I feel like I’ve gained and reiterated a more critical perspective of perspective on punk in reading and responding to Daniel Traber’s L.A.’s “White Minority”: Punk and The Contradictions of Self-Marginalization. Michael Eric Dyson spoke at IU this week and talked a lot about hip-hop as an amplification of culture at large (i.e. critics of misogynist rap lyrics failing to acknowledge the connection between those attitudes and cross-cultural ideas of power and masculinity). Similarly, though not to say that these roles are mutually-exclusive, I think that punk is more often a reflection of culture-at-large than a provocative agent. Right now, I’m slowly reading through Jackson Katz’s The Macho Paradox and he refers often to the history of the formation of the battered women’s and rape crisis movements. He quotes Debby Tucker, cofounder of the National Center on Domestic and Sexual Violence and volunteer in the first rape crisis center in Texas on the beginnings of those movements:
It all started with women learning to listen to each other. The battered women’s and rape crisis movements drew strength from our understanding that what happened to individual women was not isolated. At first we just wanted to help … later we began to hear about women’s experiences, and see commonalities and patterns not only in the abuses they suffered but in the responses to them by the police, the courts, the clergy. We then began to use what we’d learned to confront men both at a personal and an institutional level.
So, the riot-grrl movement in the 90s, strongly connected to punk subculture, can be seen as a manifestation of a larger consciousness of women listening to women and organizing politically around the injustices articulated through those stories.
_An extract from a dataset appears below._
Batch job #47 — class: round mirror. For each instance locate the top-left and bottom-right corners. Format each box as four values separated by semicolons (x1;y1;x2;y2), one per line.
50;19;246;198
In the present, I can’t help but see the rising popularity of punk music that talks about connections to family (e.g. The Devil in My Family by Ghost Mice, or Grandma Song by Defiance, Ohio) as a reflection of a generation whose parents are more involved in the lives of their children (e.g. “Helicopter Parents“) and whose children are more at ease with the connectedness of their parents. Similarly, I see more subtle departures in ideology and identity between contemporary punks identifying with D.I.Y. practices and values and their parents, especially when compared with the extreme symbolic choices in lifestyle and fashion that punks in the 70s and 80s used to signify a separation from white, middle-class values.
In the case of riot-grrl and feminist organizing, one can see the positive integration of youth-culture and an important social movement. In the case of changing perceptions of family in punk subculture you can see how different relationships with the idea of family each offer their own limitations, whether through overly symbolic identifications or what borders on conservatism. In either case though, I come to the conclusion that punk wasn’t the movement or social force driving the connected dynamics.
Writing this is strange for me, because even though I increasingly recognize that punk media and subculture might not be a driving social force, I continue to contextualize other social dynamics through my own punk identity and my history through that identity.